The individual fish are okay to eat, but the antibiotic microbes migrate from Chinese pigs to fish to U.S. consumers, ecosystems, and hospitals.
In “China tackles antimicrobial resistance,” (Science, Aug. 31, 2016), the costs and source of the problem reported:
According to a May report from the Wellcome Trust in London, antimicrobial resistance in China could cause 1 million premature deaths annually by 2050 and cost the country $20 trillion. Antibiotics are currently widely available without prescriptions in China for both human and livestock use. The country accounts for half the world’s annual antimicrobial drug consumption. “Antimicrobial resistance is a problem created by human behavior—largely through the inappropriate use of antimicrobials in health care, as well as in animal husbandry,”

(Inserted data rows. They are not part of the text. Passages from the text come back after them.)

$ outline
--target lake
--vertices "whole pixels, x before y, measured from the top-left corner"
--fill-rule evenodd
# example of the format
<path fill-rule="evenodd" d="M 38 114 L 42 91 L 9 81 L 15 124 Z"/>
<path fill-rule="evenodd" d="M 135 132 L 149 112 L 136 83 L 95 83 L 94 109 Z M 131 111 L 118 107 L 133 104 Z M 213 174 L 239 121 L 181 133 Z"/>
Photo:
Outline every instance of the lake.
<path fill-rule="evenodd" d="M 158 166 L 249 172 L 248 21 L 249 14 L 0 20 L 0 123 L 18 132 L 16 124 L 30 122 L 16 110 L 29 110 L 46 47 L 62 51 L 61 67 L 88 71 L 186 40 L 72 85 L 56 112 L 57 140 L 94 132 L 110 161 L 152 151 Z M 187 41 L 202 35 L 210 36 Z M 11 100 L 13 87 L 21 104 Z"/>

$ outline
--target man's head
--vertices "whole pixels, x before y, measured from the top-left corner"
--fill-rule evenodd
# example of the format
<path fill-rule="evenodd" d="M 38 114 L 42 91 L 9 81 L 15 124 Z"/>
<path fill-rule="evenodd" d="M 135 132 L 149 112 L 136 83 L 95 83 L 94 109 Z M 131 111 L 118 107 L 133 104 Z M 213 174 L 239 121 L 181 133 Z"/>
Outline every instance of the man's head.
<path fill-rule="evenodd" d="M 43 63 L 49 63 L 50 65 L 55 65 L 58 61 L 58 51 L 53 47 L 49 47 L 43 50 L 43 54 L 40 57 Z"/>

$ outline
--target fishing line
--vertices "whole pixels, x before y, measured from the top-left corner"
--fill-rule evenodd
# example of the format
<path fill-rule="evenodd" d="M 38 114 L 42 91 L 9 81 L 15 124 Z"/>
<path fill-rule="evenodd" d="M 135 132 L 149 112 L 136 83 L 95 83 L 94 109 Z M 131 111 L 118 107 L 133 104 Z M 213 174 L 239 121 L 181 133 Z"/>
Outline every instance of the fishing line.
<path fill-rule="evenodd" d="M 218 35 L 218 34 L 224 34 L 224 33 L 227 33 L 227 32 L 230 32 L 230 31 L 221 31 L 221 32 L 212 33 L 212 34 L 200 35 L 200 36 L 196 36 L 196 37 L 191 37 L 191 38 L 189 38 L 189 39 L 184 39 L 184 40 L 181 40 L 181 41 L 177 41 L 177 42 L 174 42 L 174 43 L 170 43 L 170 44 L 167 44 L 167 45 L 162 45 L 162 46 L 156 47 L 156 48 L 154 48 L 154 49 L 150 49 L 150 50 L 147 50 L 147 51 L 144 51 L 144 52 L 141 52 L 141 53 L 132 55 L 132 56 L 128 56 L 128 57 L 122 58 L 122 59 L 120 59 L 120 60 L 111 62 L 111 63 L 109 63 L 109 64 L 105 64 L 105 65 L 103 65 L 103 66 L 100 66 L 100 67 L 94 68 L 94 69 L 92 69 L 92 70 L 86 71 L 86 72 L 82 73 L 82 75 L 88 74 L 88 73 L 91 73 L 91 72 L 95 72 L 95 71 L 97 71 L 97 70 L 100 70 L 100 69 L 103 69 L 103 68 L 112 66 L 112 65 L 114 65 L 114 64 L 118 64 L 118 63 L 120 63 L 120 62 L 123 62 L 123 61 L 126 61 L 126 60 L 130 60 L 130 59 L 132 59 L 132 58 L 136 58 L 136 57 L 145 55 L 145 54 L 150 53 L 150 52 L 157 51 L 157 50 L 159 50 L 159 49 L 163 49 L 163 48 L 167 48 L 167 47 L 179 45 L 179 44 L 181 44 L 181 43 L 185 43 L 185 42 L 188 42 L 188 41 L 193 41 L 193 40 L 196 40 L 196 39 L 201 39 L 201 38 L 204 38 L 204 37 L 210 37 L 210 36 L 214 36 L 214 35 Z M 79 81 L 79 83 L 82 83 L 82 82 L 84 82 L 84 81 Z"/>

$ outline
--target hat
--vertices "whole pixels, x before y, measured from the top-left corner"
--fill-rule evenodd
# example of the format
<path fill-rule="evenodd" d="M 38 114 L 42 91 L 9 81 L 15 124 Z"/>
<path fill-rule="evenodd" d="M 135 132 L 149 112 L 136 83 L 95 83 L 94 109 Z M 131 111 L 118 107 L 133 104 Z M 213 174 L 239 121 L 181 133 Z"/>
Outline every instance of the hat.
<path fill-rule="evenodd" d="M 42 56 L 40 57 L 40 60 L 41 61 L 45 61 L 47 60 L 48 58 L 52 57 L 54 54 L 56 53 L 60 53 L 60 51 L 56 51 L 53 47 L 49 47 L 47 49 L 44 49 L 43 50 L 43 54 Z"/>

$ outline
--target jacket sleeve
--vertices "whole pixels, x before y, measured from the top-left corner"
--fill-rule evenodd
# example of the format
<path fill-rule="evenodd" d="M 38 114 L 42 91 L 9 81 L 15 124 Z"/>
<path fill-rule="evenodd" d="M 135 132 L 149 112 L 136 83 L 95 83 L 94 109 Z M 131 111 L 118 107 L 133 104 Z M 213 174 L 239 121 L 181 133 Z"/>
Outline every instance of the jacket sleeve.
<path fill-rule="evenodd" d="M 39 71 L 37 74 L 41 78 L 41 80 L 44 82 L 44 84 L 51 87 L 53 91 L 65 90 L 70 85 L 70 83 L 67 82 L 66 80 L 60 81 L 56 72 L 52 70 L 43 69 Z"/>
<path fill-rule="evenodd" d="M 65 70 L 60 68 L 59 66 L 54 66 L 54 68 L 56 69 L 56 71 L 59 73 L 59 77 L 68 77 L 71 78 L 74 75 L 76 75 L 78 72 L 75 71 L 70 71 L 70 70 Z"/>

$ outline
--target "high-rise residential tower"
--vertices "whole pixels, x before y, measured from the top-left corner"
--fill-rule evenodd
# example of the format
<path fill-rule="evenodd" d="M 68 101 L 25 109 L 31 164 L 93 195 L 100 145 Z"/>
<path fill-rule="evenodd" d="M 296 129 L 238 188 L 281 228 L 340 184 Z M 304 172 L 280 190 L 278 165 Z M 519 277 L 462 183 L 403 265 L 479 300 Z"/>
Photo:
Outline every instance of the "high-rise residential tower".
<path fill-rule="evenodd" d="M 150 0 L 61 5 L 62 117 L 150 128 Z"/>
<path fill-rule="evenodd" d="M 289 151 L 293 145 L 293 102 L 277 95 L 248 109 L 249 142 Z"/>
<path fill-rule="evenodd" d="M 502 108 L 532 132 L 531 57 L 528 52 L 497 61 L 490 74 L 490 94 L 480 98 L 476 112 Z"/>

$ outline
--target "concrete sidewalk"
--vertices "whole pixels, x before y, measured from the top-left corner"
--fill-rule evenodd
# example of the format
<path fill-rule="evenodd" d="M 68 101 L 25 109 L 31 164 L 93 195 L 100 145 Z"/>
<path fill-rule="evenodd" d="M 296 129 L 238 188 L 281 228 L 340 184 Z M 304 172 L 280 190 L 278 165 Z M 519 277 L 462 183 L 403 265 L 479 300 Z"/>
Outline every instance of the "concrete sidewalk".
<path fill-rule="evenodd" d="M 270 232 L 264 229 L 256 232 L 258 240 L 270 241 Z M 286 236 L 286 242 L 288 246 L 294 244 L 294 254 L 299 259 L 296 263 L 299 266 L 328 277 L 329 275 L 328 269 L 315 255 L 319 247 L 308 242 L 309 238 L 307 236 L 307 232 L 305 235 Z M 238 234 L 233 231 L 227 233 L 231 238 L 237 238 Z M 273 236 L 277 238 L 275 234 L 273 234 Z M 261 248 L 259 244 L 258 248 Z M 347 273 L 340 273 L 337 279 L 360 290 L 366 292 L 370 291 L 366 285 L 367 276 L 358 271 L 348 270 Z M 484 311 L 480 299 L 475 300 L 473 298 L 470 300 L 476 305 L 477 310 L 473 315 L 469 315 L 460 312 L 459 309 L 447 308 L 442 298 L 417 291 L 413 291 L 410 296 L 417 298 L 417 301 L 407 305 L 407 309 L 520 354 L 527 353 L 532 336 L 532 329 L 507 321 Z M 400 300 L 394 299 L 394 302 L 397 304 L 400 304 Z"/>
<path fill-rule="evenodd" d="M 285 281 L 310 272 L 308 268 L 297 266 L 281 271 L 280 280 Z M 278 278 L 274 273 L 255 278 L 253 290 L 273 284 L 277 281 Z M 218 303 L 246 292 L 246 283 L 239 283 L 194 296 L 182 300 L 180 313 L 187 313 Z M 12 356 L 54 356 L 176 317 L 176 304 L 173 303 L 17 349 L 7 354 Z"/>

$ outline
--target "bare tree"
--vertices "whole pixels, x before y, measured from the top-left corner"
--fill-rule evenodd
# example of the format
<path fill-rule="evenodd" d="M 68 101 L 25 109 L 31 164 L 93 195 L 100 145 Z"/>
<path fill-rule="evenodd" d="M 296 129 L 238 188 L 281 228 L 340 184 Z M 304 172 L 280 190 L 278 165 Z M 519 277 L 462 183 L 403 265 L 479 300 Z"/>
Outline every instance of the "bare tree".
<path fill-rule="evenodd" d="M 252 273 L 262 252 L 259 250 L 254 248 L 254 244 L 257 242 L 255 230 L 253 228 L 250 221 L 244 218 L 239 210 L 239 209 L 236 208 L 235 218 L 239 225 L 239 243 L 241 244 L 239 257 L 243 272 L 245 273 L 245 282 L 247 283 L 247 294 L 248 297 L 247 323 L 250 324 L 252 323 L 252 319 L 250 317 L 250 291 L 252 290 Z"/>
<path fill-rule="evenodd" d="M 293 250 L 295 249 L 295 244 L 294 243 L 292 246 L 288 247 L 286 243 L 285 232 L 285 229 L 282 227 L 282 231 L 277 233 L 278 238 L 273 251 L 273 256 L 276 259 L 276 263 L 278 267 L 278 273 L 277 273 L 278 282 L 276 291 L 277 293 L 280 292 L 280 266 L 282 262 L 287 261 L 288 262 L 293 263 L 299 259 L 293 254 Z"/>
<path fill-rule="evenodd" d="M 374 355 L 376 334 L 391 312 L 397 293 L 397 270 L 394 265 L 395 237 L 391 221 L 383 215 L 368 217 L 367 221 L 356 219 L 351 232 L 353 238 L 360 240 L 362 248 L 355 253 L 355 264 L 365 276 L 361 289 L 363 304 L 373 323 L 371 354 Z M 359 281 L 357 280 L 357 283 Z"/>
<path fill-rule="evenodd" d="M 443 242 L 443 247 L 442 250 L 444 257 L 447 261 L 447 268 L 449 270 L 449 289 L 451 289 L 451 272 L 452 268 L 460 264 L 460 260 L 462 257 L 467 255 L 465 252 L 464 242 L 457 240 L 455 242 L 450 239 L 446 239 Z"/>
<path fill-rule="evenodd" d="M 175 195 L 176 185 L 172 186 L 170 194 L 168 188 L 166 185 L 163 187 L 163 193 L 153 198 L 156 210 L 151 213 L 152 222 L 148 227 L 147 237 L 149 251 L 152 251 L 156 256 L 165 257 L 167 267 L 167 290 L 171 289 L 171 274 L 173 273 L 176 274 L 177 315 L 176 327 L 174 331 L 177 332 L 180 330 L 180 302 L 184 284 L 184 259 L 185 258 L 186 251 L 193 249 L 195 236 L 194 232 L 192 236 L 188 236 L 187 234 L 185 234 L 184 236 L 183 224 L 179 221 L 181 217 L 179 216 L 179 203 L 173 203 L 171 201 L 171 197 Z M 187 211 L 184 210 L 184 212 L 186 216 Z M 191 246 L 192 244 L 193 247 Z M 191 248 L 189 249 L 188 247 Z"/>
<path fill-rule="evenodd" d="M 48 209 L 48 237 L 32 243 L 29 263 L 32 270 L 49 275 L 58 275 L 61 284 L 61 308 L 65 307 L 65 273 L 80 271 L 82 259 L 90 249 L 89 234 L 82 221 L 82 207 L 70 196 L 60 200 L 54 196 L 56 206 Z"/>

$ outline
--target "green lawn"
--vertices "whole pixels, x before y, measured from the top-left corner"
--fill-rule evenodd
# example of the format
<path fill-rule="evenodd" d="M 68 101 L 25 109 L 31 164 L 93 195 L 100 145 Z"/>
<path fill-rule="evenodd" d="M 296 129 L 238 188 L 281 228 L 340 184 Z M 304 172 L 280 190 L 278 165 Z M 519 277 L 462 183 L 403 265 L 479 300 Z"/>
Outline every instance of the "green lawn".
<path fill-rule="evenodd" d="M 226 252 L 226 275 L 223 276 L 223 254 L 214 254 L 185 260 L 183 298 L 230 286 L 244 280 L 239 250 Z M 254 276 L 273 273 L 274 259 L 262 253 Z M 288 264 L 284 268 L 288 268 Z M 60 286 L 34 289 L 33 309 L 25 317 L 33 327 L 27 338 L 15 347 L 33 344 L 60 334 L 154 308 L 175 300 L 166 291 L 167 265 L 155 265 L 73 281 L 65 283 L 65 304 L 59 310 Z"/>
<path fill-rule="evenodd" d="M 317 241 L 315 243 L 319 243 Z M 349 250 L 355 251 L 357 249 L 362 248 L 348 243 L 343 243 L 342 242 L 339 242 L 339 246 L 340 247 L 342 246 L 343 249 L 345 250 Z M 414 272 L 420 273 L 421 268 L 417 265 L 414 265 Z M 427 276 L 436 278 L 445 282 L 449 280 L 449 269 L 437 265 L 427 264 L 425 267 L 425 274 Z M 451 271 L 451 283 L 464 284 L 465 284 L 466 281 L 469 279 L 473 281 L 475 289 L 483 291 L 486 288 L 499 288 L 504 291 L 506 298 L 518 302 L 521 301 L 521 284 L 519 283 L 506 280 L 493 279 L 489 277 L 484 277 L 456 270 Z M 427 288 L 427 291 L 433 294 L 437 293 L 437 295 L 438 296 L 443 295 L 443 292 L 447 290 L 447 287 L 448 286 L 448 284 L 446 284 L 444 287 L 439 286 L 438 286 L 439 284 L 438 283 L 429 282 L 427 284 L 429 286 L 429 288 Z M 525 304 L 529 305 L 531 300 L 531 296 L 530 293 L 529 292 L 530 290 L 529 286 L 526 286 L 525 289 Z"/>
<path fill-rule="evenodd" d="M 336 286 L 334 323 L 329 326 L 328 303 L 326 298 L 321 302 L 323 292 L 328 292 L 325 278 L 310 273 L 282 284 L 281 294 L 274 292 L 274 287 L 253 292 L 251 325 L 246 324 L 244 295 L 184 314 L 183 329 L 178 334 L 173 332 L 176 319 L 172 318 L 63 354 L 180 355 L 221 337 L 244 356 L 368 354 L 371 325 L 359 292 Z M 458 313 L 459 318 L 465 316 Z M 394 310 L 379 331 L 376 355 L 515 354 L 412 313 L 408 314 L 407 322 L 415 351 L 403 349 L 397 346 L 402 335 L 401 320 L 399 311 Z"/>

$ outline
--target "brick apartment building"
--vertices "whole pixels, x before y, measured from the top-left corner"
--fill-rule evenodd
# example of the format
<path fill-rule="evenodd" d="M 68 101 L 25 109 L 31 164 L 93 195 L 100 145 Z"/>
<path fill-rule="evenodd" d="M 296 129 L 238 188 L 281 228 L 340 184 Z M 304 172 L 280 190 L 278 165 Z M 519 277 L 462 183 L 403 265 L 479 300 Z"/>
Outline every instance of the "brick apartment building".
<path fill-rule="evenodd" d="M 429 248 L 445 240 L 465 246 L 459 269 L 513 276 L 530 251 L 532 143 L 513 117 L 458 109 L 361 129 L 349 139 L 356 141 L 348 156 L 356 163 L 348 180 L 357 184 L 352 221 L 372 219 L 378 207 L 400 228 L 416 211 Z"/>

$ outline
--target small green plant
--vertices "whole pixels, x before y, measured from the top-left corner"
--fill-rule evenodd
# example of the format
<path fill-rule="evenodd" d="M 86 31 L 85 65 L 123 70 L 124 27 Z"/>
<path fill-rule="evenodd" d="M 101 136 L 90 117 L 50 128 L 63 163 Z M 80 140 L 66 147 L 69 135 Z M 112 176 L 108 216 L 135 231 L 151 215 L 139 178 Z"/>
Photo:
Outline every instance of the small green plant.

The Science article reports the Chinese government is taking the problem seriously and taking steps:
As part of a national action plan unveiled on 26 August, the Chinese central government said that it would mobilize the efforts of 14 ministries and departments including health, food and drugs, and agriculture. By 2020, the government aims to develop new antimicrobials, make sales of the drugs by prescription only, ramp up surveillance of human and veterinary usage, and increase training and education for both medical professionals and consumers on their proper use.
However, political pronouncements may or may not lead to actual reforms. Economists focus on incentives (economics is mostly about incentives, the rest is commentary). So what incentives will the announced Chinese “national action plan” create? It’s unclear. The size and scope of the problems are discussed in detail in “How Antibiotic-Tainted Seafood From China Ends Up on Your Table“
…Livestock pens are scattered among the thousands of seafood farms that form the heart of the [China’s] aquaculture industry, the largest in the world.
Beside one of those fish farms near Zhaoqing…a farmhand … hoses down the cement floor of a piggery where white and roan hogs sniff and snort. The dirty water from the pens flows into a metal pipe, which empties directly into a pond shared by dozens of geese. As the yellowish-brown water splashes from the pipe, tilapia flap and jump, hungry for an afternoon feeding.
Chinese agriculture has thrived for thousands of years on this kind of recycling—the nutrients that fatten the pigs and geese also feed the fish. But the introduction of antibiotics into animal feed has transformed ecological efficiency into a threat to global public health.
Various organization provide certification training, inspection, and certification, including NSF, the National Sanitation Foundation:
Manufacturers, regulators and consumers look to NSF International for the development of public health standards and certification programs that help protect the world’s food, water, consumer products and environment. Our mission is to protect and improve global human health. As an independent, accredited organization, we develop standards, and test and certify products and systems. We provide auditing, education and risk management solutions for public health and the environment.